To characterise patterns in context-present judgements across parametrically modulated contextualised actions, and to identify main components of variability in these patterns, we again performed fPCA. To prepare the data for the analysis, we computed median judgements for each magnitude of Decision-maker’s sharing relative to the amount that the Receiver had previously given. The relative sharing of the Decision-maker ranged from − 10 (i.e. Decision-maker gave 0, Receiver gave 10), to 10 (i.e. Decision-maker gave 10, Receiver gave 0). We specified a 9th order B-spline system with 5 interior knots equally spaced over the interval [− 10, 10) (i.e. the relative sharing range). We fitted the defined spline system to the median data (for examples see Fig. 4) and performed fPCA with varimax rotation of the final component solution after applying the same criteria as described above.

Judgement adjustment

To characterise patterns in judgement adjustments (i.e. the extent to which people shift their judgement towards “good” or “bad” after learning the contextual information) across parametrically modulated contextualised actions, and to identify main components of variability in these patterns, we again performed fPCA. Similar to analyses of context-present judgements, we specified a 9th order B-spline system with 5 interior knots equally spaced over the interval [− 10, 10]. For each participant we computed judgement adjustment by subtracting the initial context-absent judgement from the final context-present judgement and computed the median judgement adjustment for each magnitude of Decision-makers’ sharing relative to the Receiver (− 10 to 10). We fitted the defined spline system to the median data, and the resulting splines depicted the shift in judgements (ranging from bad to good) for the context-present judgement relative to the context-absent judgement. We performed fPCA with varimax rotation, as described above.

Quantifying the extent of decision adjustments

Our first aim was to assess whether and to what degree individuals adjusted their judgements. To do so, we derived two simple measures of adjustment for each participant. The first measure was the average absolute adjustment. This measure was calculated as the absolute difference between context-absent and context-present judgements for every trial. This difference was expressed as a percentage of the total scale length, averaged across trials, resulting in the measure of average absolute adjustment for each participant. The second measure was the percentage of trials in which adjustment resulted in a change in judgement valence—i.e., changes in judgements from the left to the right side of the scale, or vice versa. We calculated the means of these two measures within our sample and estimated the corresponding 95% confidence intervals.

Correlation analyses

The second aim was to examine whether updating is characterised by systematic shifts between pairs of context-independent and context-dependent norms. First, to investigate the relation between context-independent and context-dependent norms, we correlated our measures of importance of specific norms across context-absent and context-present judgements. These analyses captured the relationships between individual differences in context-absent and context-present judgements, treating these two judgements as independent from each-other.

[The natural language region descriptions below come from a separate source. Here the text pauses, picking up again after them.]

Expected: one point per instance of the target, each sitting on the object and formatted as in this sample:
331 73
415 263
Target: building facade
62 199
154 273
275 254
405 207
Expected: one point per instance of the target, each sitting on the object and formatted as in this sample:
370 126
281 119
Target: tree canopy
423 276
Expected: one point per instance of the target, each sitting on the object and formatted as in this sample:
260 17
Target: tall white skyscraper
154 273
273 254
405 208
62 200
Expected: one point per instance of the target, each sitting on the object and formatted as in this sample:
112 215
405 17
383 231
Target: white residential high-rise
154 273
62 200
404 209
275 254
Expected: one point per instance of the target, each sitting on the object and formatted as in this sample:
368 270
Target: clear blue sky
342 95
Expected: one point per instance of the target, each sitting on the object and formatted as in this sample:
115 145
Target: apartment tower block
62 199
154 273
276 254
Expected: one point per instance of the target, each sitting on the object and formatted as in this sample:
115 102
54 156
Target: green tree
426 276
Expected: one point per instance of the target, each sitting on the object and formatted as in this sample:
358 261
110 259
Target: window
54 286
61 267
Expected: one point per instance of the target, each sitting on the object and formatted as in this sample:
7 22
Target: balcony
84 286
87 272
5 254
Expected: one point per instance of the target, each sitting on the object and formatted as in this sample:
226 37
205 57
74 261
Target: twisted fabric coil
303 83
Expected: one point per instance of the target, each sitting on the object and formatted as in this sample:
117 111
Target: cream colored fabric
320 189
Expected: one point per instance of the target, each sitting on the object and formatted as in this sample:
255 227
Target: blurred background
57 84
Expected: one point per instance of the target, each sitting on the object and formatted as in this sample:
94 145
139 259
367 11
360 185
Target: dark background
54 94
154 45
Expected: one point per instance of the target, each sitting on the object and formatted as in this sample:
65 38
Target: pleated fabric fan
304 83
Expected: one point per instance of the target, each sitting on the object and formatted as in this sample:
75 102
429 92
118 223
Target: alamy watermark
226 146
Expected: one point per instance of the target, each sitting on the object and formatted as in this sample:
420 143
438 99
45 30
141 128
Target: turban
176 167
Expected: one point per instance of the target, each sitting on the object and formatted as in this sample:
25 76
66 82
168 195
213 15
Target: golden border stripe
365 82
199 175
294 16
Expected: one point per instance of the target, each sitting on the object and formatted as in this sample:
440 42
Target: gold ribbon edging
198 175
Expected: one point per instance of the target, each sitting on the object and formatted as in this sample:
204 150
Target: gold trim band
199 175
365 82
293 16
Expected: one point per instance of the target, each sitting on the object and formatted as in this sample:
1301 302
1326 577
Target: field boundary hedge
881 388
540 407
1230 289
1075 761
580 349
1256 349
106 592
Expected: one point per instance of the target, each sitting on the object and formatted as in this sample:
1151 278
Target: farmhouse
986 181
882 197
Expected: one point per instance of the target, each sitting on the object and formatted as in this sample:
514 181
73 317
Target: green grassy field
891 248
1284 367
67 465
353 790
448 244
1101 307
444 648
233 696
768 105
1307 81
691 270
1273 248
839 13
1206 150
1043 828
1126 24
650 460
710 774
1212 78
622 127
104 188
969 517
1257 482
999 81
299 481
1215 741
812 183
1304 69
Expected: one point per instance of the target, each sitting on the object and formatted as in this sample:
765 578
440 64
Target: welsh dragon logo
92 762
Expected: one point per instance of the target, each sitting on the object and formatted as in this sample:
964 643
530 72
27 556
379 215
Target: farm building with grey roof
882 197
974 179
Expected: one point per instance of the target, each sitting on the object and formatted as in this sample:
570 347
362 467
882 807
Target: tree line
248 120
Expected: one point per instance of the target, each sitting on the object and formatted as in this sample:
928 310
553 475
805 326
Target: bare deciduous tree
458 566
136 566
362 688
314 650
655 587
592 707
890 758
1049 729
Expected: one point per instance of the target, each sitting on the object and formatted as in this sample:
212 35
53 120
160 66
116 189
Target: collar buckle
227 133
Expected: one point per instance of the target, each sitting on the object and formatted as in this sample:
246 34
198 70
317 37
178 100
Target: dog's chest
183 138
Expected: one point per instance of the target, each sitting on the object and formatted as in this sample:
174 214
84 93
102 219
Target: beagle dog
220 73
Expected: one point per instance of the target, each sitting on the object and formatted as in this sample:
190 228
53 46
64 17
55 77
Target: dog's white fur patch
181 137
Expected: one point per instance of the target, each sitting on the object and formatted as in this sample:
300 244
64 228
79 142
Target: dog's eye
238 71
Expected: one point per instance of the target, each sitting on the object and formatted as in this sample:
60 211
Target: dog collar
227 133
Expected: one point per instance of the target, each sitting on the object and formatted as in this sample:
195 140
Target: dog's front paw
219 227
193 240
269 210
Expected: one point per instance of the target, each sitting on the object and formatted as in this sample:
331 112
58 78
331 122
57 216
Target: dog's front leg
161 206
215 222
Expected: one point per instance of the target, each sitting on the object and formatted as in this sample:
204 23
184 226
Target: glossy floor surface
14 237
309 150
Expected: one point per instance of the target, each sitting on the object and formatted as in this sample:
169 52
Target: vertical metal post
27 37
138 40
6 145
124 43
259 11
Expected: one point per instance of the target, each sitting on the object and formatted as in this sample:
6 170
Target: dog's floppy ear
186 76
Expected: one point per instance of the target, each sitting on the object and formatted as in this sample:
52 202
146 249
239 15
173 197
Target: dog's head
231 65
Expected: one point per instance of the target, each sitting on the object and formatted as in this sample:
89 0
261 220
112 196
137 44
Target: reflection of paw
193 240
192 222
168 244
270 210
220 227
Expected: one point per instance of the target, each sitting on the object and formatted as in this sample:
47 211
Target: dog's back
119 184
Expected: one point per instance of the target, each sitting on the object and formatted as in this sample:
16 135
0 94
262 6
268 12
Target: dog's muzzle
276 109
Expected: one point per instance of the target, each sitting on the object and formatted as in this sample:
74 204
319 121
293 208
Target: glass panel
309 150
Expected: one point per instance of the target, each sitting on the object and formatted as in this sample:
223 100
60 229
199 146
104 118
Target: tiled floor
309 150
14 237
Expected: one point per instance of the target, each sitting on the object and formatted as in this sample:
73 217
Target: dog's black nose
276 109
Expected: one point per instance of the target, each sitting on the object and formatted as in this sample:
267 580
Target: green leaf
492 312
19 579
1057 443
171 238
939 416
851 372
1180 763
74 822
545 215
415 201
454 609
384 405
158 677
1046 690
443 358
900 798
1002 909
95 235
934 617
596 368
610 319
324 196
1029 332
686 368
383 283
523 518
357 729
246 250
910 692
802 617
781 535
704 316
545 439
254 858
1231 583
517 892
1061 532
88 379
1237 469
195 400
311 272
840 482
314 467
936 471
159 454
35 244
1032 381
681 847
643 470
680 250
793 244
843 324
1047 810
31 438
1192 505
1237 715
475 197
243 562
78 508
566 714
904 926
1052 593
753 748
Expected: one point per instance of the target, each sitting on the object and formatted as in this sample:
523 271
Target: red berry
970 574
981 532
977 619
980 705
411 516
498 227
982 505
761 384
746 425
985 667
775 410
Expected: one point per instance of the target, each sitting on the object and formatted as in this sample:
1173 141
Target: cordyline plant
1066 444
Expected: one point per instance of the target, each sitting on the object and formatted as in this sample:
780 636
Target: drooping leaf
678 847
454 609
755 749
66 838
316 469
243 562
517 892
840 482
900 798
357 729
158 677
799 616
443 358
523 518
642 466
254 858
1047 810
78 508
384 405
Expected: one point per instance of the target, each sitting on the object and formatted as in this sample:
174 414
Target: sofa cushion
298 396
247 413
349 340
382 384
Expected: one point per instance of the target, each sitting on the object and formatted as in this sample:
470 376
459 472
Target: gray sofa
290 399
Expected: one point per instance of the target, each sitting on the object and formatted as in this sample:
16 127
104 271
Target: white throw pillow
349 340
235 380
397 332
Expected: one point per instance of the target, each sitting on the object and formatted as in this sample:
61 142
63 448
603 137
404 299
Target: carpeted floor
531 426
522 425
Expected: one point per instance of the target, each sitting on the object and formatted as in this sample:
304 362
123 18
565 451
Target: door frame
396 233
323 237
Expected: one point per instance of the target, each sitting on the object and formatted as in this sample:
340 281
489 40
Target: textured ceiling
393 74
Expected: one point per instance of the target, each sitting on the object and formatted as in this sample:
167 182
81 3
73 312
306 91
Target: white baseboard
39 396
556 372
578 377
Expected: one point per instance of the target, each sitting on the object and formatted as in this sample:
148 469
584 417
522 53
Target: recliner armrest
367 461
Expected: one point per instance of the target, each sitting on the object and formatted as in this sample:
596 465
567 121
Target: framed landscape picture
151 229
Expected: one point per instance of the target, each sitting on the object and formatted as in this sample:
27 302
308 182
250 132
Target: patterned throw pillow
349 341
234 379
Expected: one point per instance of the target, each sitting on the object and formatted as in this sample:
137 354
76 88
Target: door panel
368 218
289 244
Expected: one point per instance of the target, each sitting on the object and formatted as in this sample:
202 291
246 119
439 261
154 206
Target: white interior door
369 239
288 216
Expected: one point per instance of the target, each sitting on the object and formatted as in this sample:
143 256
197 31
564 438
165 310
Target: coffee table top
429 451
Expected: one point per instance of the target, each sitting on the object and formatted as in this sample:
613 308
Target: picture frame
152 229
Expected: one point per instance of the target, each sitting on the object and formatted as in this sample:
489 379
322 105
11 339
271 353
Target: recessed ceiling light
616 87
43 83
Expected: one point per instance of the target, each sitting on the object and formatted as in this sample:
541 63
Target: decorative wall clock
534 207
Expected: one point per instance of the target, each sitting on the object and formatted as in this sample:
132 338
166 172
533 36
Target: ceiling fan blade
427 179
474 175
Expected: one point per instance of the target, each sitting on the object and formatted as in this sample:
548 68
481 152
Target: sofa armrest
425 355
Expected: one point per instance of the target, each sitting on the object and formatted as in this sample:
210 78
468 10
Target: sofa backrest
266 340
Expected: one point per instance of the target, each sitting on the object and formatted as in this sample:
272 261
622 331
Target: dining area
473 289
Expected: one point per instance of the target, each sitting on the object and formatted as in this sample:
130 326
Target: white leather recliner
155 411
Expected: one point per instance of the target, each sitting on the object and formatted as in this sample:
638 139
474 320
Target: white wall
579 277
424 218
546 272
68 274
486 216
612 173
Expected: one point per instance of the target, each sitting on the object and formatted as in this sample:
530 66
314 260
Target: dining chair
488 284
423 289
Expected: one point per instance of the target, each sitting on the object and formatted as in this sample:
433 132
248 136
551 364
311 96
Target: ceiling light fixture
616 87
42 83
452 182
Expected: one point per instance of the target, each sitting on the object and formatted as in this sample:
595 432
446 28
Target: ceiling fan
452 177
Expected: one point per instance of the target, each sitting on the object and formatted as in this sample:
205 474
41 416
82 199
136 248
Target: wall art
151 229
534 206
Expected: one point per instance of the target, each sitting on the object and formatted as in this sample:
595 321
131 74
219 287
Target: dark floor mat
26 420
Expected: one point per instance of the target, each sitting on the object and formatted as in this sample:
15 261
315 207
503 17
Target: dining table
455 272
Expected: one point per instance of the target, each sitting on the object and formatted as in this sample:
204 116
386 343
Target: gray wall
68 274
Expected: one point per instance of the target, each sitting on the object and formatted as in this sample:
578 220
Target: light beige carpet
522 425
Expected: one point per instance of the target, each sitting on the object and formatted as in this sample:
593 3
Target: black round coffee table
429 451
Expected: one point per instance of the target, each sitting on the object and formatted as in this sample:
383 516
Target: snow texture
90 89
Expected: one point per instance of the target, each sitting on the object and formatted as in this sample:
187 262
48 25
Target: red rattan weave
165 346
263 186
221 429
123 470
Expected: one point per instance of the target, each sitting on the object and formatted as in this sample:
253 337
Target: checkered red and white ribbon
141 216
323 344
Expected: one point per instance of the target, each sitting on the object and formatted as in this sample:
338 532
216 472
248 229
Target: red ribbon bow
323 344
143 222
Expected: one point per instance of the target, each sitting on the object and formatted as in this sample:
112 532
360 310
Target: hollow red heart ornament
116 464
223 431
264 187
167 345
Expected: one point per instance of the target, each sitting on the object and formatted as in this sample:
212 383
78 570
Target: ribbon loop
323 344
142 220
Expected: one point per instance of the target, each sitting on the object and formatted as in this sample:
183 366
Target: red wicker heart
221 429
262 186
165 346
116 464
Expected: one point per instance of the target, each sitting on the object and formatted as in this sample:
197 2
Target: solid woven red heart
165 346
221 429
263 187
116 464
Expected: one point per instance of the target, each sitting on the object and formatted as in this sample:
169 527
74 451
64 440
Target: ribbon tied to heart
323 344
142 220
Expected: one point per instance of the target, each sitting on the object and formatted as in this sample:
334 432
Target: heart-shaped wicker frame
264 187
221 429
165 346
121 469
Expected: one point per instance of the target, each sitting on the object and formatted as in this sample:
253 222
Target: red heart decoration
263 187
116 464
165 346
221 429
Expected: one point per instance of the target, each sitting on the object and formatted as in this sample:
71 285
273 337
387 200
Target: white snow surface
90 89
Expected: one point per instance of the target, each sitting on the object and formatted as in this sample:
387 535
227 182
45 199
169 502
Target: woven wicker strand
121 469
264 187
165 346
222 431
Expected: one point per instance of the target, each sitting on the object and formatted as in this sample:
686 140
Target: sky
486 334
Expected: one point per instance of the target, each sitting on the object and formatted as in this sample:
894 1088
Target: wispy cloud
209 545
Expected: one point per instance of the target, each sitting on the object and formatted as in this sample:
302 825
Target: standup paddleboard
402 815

As such, these analyses tested whether people who used one norm in context-absent judgements tended to employ another specific norm in context-present judgements. To study individual differences in trial-wise adjustment dynamics, we also calculated the level of adjustment by subtracting the context-absent judgement from the context-present judgement on each trial. As described above, we characterised the individual variation in patterns of context-present adjustment across a continuous range of actions and contexts, using fPCA. To investigate norm shifts across trials—i.e. whether people who used one norm in context-absent judgment tended to adjust their decisions in a particular way in response to contextual information, we correlated the respective principle component scores of context-absent judgements and adjustments.